Brush cutters and machetes and the endless attempt to tame the jungle and keep it from invading the scars made by man. Potholes and gravel and hot asphalt and the never-ending road work of brown-skinned men in yellow shirts and orange vests as a brown-and-white mutt, her belly swollen with a litter of unborn road dogs, supervises.

The road dogs themselves, all manner of size, colour, and breed, alone or in pairs, loping casually or running purposefully down the road to Manzanillo or all the way back to San Jose for all we know. For two nights in a row, a smelly road dog ambles silently up the jungle path to the Big House out of the dark. She rejects our meager offering of half a granola bar and some fresh water; she wants only to be scratched under her smelly chin and behind her smelly ears. She lies down on the mat where the door would be if the Big House had a door, sighs contentedly, and goes to sleep, where she dreams, I imagine, of roads.    

Battling Caribbean waves in the soft rain, the resistance of my muscles against the pull of the undertow, laughter tempered with that instinctual ocean fear, the taste of salt on my lips, salt stinging my eyes. Sand-coloured crabs creeping out from their holes when I sit quietly on a piece of rotting driftwood in the morning listening to the crashing of the waves as the beach comes alive with their wary sideways scuttling.

School children in bright green shirts, the colour of the rainforest, waiting at the bus stop at 6 a.m. Tourists wearing bikini tops riding rented bicycles without helmets. Ticos on scooters, heedless of oncoming trucks or tourists riding rented bicycles, darting over bridges and between the semi-trailers carrying loads of bananas.

Forests of bananas hanging in protective blue bags. The desire to steal one, to pick just one perfect ripe banana from a banana tree instead of from a bunch in a bin at the grocery store.

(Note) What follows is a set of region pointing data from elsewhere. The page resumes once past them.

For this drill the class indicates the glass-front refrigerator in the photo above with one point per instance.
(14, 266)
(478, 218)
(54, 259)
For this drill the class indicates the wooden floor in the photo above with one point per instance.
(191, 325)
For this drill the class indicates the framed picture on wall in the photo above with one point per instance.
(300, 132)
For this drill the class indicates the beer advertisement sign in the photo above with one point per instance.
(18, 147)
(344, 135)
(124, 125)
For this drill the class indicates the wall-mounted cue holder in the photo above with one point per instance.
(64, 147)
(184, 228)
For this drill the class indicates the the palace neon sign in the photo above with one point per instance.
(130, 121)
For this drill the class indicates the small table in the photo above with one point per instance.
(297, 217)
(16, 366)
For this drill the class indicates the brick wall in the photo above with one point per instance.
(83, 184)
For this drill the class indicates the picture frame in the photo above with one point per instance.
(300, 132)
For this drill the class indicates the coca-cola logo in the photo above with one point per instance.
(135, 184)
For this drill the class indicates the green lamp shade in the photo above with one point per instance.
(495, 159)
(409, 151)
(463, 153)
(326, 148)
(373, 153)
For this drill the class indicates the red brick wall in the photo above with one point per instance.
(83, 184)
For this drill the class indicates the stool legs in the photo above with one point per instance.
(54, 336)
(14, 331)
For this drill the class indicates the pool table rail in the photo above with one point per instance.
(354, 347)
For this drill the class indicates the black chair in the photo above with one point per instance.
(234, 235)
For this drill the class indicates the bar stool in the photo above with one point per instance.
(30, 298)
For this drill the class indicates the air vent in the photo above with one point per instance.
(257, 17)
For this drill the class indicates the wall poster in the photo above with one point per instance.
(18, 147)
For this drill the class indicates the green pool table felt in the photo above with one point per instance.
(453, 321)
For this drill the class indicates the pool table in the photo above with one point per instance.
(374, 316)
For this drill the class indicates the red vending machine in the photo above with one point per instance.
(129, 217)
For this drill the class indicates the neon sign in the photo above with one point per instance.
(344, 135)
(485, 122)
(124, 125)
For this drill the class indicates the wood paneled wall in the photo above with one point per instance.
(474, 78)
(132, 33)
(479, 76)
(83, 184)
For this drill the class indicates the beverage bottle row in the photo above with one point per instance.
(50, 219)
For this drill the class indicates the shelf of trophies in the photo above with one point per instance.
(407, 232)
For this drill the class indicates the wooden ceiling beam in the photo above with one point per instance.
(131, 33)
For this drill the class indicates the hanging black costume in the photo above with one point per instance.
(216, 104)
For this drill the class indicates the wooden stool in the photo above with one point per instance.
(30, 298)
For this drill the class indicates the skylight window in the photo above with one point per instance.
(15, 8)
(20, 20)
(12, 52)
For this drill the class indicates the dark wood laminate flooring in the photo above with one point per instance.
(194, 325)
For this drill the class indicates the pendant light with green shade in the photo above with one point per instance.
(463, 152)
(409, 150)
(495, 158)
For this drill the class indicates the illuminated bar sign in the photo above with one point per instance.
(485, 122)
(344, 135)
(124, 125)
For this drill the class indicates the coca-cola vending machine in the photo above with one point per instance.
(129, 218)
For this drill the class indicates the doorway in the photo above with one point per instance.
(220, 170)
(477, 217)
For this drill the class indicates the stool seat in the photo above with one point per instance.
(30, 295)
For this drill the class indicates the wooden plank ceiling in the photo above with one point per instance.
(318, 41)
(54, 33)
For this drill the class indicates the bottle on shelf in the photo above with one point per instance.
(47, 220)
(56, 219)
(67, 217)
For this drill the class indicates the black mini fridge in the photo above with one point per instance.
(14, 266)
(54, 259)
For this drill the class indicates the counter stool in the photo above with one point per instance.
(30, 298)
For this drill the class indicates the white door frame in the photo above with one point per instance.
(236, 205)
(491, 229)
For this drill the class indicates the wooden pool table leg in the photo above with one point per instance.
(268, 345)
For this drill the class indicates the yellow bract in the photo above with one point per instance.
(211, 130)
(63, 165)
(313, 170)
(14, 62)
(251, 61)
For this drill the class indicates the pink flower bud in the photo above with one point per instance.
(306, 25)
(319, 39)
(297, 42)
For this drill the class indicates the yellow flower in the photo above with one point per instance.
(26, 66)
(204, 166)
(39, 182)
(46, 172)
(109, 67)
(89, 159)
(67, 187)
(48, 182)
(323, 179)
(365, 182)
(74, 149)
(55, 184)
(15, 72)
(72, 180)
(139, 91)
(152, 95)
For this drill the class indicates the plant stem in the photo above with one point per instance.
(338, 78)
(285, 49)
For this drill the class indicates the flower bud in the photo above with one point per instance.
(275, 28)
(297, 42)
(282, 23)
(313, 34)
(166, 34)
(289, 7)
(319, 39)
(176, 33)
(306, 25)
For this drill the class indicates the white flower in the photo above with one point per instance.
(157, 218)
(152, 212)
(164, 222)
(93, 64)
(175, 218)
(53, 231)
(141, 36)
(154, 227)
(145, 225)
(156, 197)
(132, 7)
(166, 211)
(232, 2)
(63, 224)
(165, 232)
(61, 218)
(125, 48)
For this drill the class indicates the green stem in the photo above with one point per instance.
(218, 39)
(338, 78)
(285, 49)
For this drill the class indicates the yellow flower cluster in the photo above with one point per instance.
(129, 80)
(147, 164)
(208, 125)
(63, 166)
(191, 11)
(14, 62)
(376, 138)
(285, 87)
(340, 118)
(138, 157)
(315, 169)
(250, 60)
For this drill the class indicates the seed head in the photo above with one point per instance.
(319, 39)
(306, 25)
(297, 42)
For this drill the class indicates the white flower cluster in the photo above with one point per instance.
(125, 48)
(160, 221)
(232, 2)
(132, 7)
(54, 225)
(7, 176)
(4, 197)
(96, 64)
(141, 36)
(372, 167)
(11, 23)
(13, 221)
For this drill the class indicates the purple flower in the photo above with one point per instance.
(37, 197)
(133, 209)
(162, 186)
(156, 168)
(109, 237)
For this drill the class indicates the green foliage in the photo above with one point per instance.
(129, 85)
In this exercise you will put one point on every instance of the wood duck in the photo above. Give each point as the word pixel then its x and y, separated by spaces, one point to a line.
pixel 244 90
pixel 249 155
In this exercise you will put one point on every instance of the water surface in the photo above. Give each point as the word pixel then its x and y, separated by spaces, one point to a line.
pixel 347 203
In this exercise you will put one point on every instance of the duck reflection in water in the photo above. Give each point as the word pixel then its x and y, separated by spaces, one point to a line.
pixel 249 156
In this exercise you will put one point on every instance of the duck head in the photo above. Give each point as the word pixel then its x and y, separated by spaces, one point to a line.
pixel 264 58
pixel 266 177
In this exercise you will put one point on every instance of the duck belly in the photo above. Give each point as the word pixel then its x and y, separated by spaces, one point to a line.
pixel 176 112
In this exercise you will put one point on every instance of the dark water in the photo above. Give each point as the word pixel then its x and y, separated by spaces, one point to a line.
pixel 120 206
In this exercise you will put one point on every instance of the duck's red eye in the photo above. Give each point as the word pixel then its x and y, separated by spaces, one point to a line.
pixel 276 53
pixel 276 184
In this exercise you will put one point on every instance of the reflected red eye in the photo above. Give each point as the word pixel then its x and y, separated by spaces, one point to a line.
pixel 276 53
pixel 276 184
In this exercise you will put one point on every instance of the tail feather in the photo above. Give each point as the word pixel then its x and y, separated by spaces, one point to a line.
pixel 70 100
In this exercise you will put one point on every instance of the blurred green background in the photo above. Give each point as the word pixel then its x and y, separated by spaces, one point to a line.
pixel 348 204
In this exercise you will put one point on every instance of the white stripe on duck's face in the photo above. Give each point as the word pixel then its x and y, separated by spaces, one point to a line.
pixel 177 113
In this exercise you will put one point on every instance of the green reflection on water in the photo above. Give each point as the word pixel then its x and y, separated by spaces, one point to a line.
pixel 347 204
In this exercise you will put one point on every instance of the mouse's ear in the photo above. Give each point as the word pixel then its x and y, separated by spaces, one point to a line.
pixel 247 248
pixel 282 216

We coo over a sleepy two-fingered sloth hidden in a blanket nest, her tiny pig nose and tiny pink tongue as I offer her a fuchsia flower. We take photographs of orphaned baby three-fingered sloths, barely bigger than my hand, tiny smiling buddha brothers who fill me with joy. Our guide explains how he takes the young ocelot out into the jungle every day to hunt spiders and lizards and grow wild enough to spend his life in the rainforest where he belongs, how already the cat sneaks up behind him and attacks his neck; we are lucky to be here, lucky to touch this wild creature. We play with baby howler monkeys on a baby jungle gym and one of them leaps onto my head and sucks my finger. We cuddle capuchins and spider monkeys and howler monkeys and feed them from bottles and offer them pieces of broccoli. They use us as springboards to jump and swing.

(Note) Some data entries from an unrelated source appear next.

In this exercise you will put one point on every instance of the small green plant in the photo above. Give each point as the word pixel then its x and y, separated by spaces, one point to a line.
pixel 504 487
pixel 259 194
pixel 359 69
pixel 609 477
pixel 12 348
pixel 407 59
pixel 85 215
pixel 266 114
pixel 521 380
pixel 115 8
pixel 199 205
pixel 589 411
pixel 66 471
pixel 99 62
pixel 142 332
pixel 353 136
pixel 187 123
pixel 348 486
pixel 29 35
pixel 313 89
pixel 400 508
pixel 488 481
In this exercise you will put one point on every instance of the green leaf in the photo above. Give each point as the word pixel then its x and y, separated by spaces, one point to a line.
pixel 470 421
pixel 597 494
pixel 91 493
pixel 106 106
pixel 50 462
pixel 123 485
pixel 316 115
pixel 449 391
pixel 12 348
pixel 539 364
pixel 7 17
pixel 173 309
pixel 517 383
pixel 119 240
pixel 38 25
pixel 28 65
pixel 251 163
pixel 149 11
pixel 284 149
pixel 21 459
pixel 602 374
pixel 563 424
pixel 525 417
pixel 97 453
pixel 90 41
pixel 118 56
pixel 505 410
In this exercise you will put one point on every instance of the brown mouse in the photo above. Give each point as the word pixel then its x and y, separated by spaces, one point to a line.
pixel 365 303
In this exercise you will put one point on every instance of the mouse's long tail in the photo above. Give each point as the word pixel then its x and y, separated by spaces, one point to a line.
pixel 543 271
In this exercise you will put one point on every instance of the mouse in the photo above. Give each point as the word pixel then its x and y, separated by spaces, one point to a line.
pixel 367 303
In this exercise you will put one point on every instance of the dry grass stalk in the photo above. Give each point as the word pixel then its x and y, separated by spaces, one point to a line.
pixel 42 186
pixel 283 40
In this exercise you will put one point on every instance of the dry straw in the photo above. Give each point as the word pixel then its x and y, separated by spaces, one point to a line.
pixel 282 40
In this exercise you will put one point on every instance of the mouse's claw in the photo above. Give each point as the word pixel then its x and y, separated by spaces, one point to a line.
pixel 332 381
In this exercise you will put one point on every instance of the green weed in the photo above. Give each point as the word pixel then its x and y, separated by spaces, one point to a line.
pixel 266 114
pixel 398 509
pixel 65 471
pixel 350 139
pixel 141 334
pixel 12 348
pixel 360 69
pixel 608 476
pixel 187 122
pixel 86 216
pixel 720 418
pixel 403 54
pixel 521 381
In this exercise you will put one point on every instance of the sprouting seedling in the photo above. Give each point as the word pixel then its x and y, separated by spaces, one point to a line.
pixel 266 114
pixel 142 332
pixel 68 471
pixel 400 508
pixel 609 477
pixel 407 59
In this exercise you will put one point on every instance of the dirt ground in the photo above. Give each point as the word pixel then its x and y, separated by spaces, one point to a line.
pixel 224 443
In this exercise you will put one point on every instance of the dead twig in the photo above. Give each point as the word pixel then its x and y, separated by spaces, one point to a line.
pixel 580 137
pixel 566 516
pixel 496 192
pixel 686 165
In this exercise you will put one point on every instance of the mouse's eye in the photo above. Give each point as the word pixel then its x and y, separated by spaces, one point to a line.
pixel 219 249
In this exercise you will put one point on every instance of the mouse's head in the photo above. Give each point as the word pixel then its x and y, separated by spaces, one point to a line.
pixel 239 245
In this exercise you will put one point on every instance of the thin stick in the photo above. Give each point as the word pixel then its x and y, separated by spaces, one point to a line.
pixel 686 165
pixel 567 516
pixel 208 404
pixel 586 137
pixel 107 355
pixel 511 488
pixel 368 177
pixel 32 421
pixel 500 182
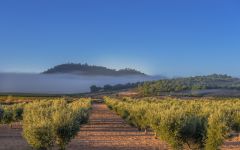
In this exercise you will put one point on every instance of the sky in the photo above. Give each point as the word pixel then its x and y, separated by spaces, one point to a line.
pixel 158 37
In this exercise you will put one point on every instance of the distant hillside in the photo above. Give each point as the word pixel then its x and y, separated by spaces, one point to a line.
pixel 214 81
pixel 85 69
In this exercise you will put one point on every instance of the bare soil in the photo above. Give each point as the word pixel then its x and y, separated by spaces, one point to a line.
pixel 105 131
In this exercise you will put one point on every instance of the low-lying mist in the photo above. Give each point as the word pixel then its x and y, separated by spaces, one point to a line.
pixel 60 83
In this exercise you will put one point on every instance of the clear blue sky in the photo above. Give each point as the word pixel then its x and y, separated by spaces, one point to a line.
pixel 170 37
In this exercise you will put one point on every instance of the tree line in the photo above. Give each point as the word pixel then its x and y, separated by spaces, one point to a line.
pixel 214 81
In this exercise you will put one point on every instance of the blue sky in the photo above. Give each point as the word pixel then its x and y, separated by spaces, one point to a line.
pixel 169 37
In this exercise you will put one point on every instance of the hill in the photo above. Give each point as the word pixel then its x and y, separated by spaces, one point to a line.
pixel 85 69
pixel 197 83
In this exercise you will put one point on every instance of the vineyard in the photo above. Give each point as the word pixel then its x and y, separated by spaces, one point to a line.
pixel 183 124
pixel 121 123
pixel 48 123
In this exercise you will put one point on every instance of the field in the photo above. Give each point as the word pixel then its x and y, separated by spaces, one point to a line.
pixel 119 123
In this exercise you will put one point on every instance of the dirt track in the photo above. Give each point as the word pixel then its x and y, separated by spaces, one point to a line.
pixel 105 131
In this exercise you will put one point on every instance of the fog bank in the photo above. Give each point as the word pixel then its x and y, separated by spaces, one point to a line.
pixel 59 83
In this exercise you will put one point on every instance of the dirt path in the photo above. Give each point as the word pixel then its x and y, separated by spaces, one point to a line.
pixel 107 131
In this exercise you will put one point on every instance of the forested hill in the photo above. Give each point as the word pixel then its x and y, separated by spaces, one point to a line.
pixel 214 81
pixel 85 69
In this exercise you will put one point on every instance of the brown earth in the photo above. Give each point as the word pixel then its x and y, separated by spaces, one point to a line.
pixel 105 131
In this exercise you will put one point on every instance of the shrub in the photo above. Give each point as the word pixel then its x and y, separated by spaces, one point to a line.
pixel 46 123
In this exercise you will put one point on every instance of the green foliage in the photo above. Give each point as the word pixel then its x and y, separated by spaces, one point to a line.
pixel 50 122
pixel 11 113
pixel 192 83
pixel 91 70
pixel 183 124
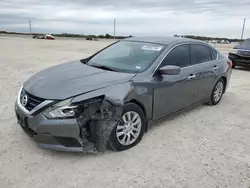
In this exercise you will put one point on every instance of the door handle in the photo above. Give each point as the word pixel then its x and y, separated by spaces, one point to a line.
pixel 216 67
pixel 192 76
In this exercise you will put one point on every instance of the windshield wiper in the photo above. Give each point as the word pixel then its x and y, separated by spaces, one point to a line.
pixel 103 67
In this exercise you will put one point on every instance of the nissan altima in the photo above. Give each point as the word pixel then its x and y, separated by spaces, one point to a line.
pixel 110 98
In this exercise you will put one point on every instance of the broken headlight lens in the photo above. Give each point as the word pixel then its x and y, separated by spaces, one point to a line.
pixel 62 109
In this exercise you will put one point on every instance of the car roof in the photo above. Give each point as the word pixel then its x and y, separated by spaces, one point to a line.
pixel 161 40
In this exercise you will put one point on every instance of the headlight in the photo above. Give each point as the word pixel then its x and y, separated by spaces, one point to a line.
pixel 62 109
pixel 233 51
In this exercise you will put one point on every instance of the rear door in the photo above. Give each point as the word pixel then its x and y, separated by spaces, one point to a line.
pixel 204 67
pixel 174 92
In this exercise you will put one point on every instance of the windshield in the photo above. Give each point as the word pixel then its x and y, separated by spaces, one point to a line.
pixel 246 42
pixel 127 56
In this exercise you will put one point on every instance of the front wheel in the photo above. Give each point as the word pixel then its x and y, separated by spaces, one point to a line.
pixel 130 129
pixel 217 92
pixel 233 65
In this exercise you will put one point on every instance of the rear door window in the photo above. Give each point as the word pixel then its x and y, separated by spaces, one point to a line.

We put on rubber boots and tromp through the mud of the rainforest after dark armed with weak flashlights in search of frogs and spiders and snakes and other scary things, but we make sure we are back by 9:30, when the really dangerous things, the fer-de-lance and the pit viper and the jaguar, come out to hunt.  

We enjoy steak chimichurri at La Refugio, rice and beans and Caribbean chicken at the Cool and Calm Cafe, ahi tuna at Jungle Love, pina coladas at Koki Beach, whole red snapper and lobster and rondon and chicharrones and chifrijo and fresh coconut that we smash ourselves.

A night-time visit from an opossum, who smells our bananas even through the plastic container we keep them in; his tail is immeasurably long and hairless, a giant raccoon-rat nonplussed by our presence. The death of a vibrant blue ortho butterfly. The theft of a bag of chips from unsuspecting picnickers by a cheeky white-faced capuchin on the Cahuita trail.

 A Jesus lizard says a Hail Mary and leaps from a vine in front of our canoe and skips miraculously across the water to the shore. A gust of wind shakes the tops of the trees and sends a shower of orange petals raining softly down on us. Buttercup, the wise old sage, wraps her strong sloth arm around her neck and screams.

Overflowing garbage bins and a breakfast club of vultures in Puerto Viejo at dawn. A magical glen like something out of a fairy tale, the grazing horses hiding their unicorn horns and pegasus wings from human eyes as we drive past on our way home.